One such area is Mumbai, the capital city of Maharashtra, which was inundated by floodwaters on Monday night. By Tuesday morning, officials had issued a red alert as flooding and landslides caused travel disruptions across the city.
People wearing masks as a precaution against the coronavirus try to make their way through a waterlogged street during heavy rain in Mumbai, India, Tuesday, Aug. 4, 2020. India's monsoon season runs from June to September. (AP Photo/Rajanish Kakade)
"Trains, already running skeleton services due to the novel coronavirus lockdown, were suspended in several places because of flooding, and traffic was disrupted on some of the city’s main roads," stated a report from Reuters.

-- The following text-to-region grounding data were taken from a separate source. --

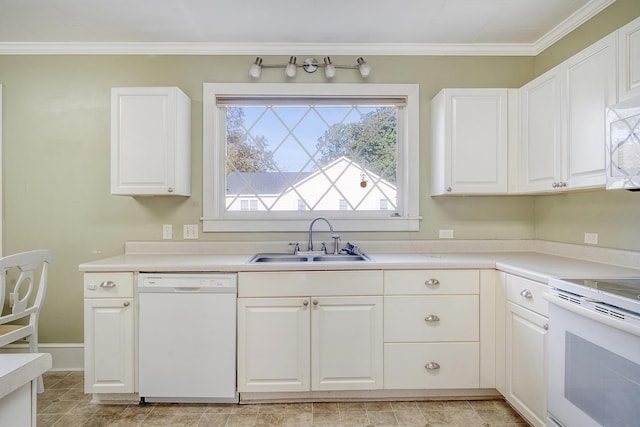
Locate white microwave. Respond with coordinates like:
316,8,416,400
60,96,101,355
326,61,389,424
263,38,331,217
606,96,640,190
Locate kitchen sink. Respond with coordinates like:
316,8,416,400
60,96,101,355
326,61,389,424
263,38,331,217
248,253,372,263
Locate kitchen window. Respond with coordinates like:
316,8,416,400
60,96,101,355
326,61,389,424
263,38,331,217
202,83,420,232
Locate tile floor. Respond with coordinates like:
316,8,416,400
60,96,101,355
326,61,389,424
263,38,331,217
37,371,530,426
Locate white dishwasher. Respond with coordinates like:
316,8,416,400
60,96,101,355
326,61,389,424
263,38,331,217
138,273,238,403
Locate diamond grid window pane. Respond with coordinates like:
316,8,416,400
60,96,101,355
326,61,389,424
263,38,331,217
225,103,398,212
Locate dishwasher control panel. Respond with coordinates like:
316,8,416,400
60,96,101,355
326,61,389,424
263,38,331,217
138,273,237,293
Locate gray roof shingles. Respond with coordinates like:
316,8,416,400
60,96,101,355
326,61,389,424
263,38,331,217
226,171,313,194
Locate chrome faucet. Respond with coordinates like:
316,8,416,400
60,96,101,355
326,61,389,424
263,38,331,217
307,216,340,255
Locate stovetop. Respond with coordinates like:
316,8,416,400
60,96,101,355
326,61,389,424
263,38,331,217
549,277,640,314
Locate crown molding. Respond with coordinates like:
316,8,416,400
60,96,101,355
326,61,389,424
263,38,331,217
530,0,616,55
0,41,541,56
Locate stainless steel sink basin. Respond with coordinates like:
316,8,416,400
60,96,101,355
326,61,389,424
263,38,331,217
248,253,371,263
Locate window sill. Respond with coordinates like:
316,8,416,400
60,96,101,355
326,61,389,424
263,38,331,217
202,217,421,232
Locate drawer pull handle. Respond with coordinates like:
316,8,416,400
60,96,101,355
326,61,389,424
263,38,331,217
303,300,309,307
425,278,440,287
520,289,533,299
425,362,440,370
424,314,440,322
100,280,116,288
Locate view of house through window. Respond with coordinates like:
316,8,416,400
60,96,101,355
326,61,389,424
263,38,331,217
224,104,398,213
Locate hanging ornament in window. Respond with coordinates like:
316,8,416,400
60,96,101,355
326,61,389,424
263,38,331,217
360,173,368,188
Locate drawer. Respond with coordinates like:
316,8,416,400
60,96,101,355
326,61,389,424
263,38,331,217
506,274,549,316
384,270,479,295
384,295,479,342
384,342,479,389
84,272,134,298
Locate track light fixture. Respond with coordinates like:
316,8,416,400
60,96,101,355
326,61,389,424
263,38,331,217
249,56,371,79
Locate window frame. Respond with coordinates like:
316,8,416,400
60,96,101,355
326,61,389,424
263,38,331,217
202,83,420,232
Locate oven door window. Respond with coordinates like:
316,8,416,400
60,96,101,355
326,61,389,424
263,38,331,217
565,332,640,427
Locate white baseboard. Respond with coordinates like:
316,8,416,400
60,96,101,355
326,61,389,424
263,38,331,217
0,343,83,371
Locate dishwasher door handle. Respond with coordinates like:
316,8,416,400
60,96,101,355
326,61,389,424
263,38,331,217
172,287,202,292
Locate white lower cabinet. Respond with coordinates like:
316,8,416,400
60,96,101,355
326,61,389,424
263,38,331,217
83,273,135,394
237,271,384,393
383,270,486,390
503,273,549,427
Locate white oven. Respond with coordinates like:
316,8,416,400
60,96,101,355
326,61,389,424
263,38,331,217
546,279,640,427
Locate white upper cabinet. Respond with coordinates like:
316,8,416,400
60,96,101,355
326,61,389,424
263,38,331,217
111,87,191,196
519,67,563,193
519,33,616,193
618,15,640,101
562,33,617,189
431,88,511,195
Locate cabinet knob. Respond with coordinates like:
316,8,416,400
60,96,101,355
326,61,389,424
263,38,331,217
425,362,440,370
312,299,319,306
446,187,452,192
123,301,130,307
561,182,568,188
552,182,558,188
100,280,116,288
520,289,533,299
303,300,309,307
425,278,440,287
424,314,440,322
167,187,174,193
543,323,549,330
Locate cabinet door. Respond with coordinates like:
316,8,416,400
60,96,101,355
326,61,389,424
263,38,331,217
520,67,562,193
311,296,383,391
618,16,640,101
563,34,617,189
506,302,548,427
84,298,135,394
431,89,508,195
237,297,310,392
111,87,191,196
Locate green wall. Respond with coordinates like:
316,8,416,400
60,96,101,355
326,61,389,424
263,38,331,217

According to India Meteorological Department (IMD) official K.S. Hosalikar, some suburbs reported more than 300 mm (12 inches) of rain in just 24 hours on Monday and Monday night.
The red alert will remain in place over the next couple of days in anticipation of the next round of flooding rainfall.
On average, Mumbai typically receives 493.8 mm (19.44 inches) of rainfall throughout the month of August. During the monsoon season, which runs from about June to September, the city records about 2,066 mm (81.33 inches) of rain.